All
the hard-core machine vision people I know pride themselves on their
ability to generate thousands of lines of C# code at the drop of a
hat. If Pierantonio Boriero of Matrox Imaging is correct, they may be
taking the wrong approach.
Pierantonio
is the author of, “Vision
Library or Vision-Specific IDE?”published
December 2012 on the Quality Magazine daughter site, Vision &
Sensors. The article is a “compare and contrast” exercise that
weighs the pros and cons of writing code that ties together tools
from a vision library against using a menu-driven, drag-and-drop type
of technique.
If
you’re struggling to see the difference, take a quick look at MIL.
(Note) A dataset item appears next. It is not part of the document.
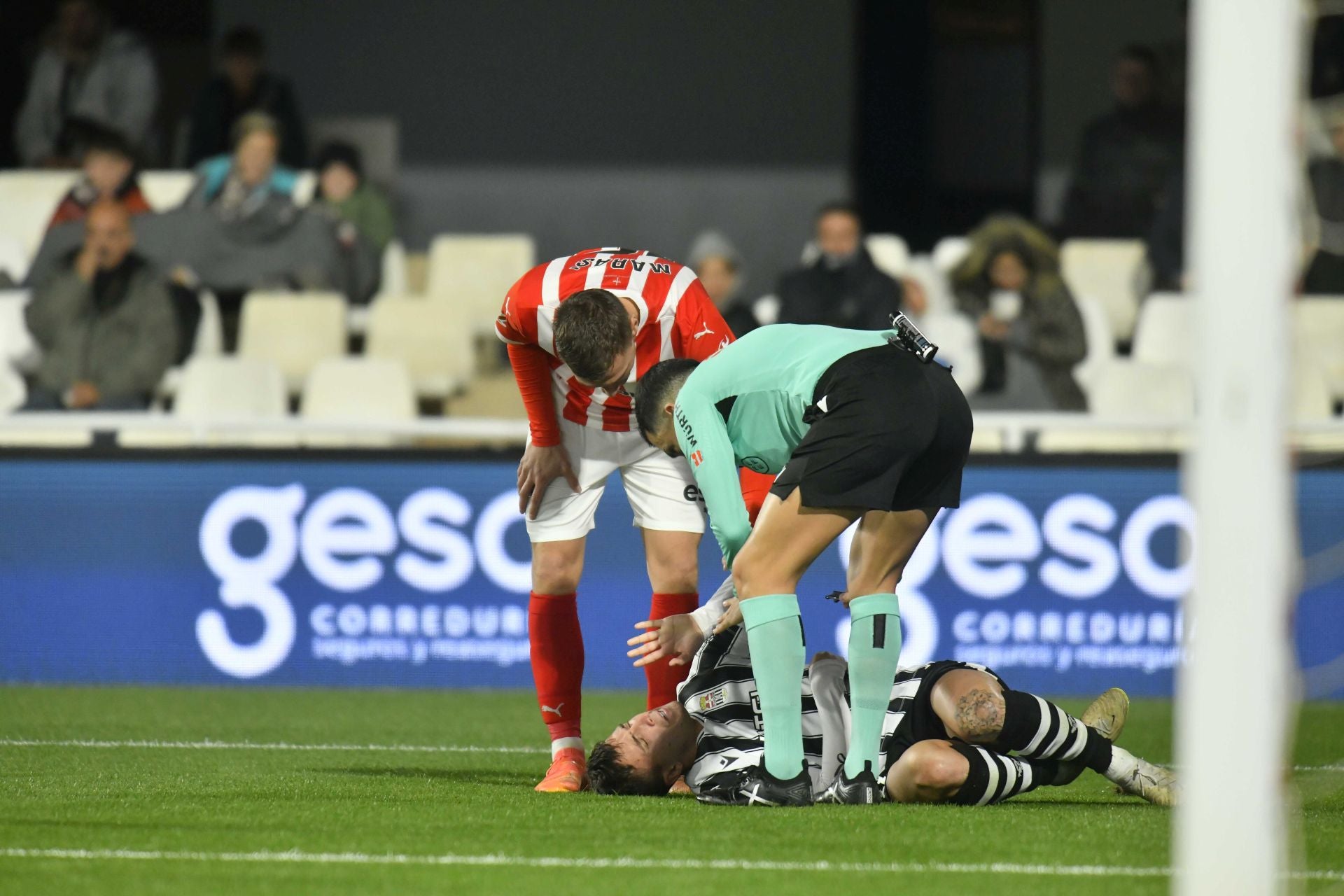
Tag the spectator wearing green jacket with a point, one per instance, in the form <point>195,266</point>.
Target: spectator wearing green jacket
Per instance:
<point>104,321</point>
This is a heavy-duty vision suite that requires the application
developer be a dab hand with C++. Or he/she can get to work with
Matrox
Design Assistant,
which is full of menus and drag-n-drop type functionality, making it
easy for anyone to use, (but is only on the Iris smart camera, or so
I believe.)
Or
if you want another example, hope over to Cognex. Their VisionPro
product is the same kind of highly-capable vision library that Matrox
offer in MIL, but if you don’t want to code they have a QuickBuild
IDE that aims to make life easier.
And
which approach is best?
Pierantonio
offers an interesting explanation. Read the Quality magazine article
for the whole thing, but I’d summarize it thus: vision libraries
work really well when you’re (a) really experienced, and (b)
replicating an application. Everyone else should take the IDE route.